Meskipun al-Qaida telah gagal membuat terobosan di kalangan Muslim India sejauh ini, pernyataan tersebut, bersama dengan perebutan kekuasaan oleh Taliban di Afghanistan—dan, sebagai hasilnya, kemenangan Pakistan atas India dalam pertempuran untuk mendapatkan pengaruh di Afghanistan—meningkatkan kekhawatiran di India. pembentukan keamanan. Akankah perkembangan tersebut memacu militansi Islam di India?

Meskipun pendiri al-Qaida Osama bin Laden memang membuat referensi ke Jammu dan Kashmir serta Assam pada awal tahun 1996, fokusnya terutama di Timur Tengah, Afrika, dan Pakistan. Tapi setelah kematian bin Laden, penggantinya Ayman al-Zawahiri “memulai reorganisasi al-Qaida, dengan fokus utamanya di Asia Selatan.”

Pada bulan September 2014, al-Zawahiri memberikan bentuk konkret untuk fokus ini dengan secara resmi mendirikan babak baru di wilayah tersebut, “Qaida al-Jihad di Anak Benua India” (al-Qaida di Anak Benua India, atau AQIS). Asim Omar, seorang warga negara India, ditunjuk sebagai pemimpin kelompok itu amir (kepala) dengan maksud untuk mendirikan “syariah di tanah” [of South Asia] dan untuk membebaskan tanah Muslim yang diduduki di anak benua India.” Tujuan AQIS adalah untuk membawa Afghanistan, India, Pakistan, Bangladesh, dan Burma (Myanmar) di bawah satu penguasa dengan mengibarkan bendera jihad.

Kehadiran kelompok jihad di India menjadi jelas ketika tiga operator AQIS ditangkap di Delhi pada tahun 2015. Polisi Delhi kemudian menangkap Maulana Abdul Rehman Kasmi, seorang agen AQIS, dan mengklaim bahwa AQIS telah mendirikan kamp pelatihan “di suatu tempat di hutan Jharkhand.”

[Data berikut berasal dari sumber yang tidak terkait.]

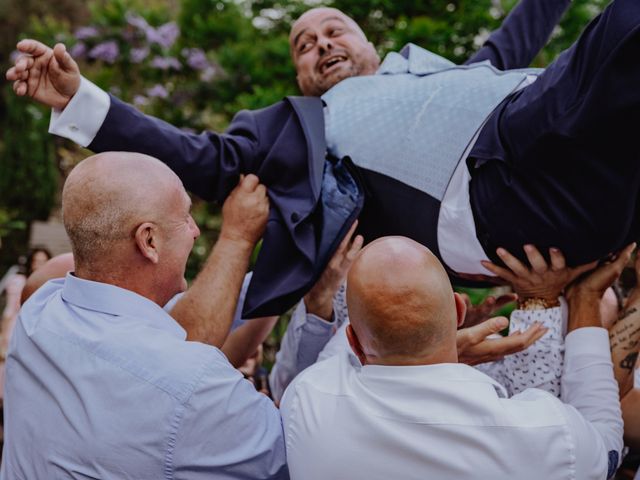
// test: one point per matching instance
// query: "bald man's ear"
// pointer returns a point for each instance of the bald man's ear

Menikmati artikel ini? Klik di sini untuk berlangganan untuk akses penuh. Hanya $5 per bulan.

AQIS telah menjangkau audiens India melalui publikasi propagandanya. Dalam hal ini ia menarik perhatian pada viktimisasi Muslim di Kashmir, hegemoni India di Asia Selatan, yang merusak nilai-nilai dan budaya Muslim, dan aliansinya dengan “kafir” – Amerika Serikat dan Rusia.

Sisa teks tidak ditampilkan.